AcronymQPCM, QPM, QPI
Other namesPhase microscope, Quantitative phase microscopy, Quantitative phase imaging
UsesMicroscopic observation and quantification of unstained biological material
ManufacturerPhase Holographic Imaging AB
ModelHoloMonitor M4
Related itemsPhase contrast microscopy, Differential interference contrast microscopy, Hoffman modulation contrast microscopy

Quantitative phase contrast microscopy or quantitative phase imaging are the collective names for a group of microscopy methods that quantify the phase shift that occurs when light waves pass through a more optically dense object.[1][2]

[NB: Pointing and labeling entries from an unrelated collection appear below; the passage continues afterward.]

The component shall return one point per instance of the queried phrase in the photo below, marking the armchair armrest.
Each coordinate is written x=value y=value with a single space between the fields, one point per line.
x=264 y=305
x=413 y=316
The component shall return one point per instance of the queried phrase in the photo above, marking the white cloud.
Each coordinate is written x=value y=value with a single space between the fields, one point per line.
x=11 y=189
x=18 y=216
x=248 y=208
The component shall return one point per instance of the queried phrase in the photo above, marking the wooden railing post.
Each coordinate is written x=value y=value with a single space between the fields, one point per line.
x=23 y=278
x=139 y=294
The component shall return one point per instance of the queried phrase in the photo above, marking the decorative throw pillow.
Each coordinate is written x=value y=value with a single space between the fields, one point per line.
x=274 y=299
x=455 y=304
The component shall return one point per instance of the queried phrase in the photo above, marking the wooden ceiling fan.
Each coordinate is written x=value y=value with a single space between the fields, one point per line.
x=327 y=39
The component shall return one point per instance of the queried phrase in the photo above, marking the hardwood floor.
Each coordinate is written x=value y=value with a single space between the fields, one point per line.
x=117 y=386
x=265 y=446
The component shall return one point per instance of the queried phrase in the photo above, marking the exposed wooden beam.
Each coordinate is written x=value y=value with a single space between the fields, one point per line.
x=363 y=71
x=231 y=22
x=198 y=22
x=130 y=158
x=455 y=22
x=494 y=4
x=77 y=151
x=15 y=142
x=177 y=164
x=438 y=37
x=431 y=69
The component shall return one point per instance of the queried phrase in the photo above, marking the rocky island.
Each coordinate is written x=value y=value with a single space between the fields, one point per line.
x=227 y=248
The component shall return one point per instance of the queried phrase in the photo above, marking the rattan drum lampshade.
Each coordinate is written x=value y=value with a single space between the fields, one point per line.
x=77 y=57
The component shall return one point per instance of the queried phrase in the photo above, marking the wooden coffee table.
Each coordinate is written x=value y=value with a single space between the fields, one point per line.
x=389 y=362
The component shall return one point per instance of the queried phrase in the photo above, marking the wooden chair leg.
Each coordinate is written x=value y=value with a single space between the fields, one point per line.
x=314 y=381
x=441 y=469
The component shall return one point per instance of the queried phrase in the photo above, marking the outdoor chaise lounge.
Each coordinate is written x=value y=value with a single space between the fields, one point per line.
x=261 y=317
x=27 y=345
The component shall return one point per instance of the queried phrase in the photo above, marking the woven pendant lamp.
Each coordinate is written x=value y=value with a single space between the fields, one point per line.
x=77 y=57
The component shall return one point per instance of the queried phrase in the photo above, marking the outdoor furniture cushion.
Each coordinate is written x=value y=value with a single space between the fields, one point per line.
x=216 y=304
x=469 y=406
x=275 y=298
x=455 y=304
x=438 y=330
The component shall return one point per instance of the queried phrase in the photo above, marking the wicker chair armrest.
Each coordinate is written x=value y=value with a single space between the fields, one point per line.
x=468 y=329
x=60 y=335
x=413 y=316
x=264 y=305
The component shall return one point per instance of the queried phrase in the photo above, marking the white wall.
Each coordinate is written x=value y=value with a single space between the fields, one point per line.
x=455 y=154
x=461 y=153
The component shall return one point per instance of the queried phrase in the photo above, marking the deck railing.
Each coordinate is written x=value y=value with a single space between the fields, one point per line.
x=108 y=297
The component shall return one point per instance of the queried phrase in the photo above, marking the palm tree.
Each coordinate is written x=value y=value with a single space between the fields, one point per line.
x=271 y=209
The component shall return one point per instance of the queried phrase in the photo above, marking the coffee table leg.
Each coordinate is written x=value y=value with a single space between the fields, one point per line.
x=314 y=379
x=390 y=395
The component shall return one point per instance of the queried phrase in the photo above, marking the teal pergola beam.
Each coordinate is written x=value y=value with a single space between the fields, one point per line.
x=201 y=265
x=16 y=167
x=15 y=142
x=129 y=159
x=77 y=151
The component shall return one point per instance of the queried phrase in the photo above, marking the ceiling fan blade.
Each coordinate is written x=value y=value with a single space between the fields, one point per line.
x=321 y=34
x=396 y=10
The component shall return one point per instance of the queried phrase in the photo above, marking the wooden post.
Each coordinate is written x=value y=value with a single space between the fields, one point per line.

Translucent objects, like a living human cell, absorb and scatter small amounts of light. This makes translucent objects difficult to observe in ordinary light microscopes. Such objects do, however, induce a phase shift that can be observed using a phase contrast microscope. Conventional phase contrast microscopy and related methods, such as differential interference contrast microscopy, visualize phase shifts by transforming phase shift gradients into intensity variations. These intensity variations are mixed with other intensity variations, making it difficult to extract quantitative information.

Quantitative phase contrast methods are distinguished from conventional phase contrast methods in that they create a second so-called phase shift image or phase image, independent of the intensity (bright field) image. Phase unwrapping methods are generally applied to the phase shift image to give absolute phase shift values in each pixel, as exemplified by Figure 1.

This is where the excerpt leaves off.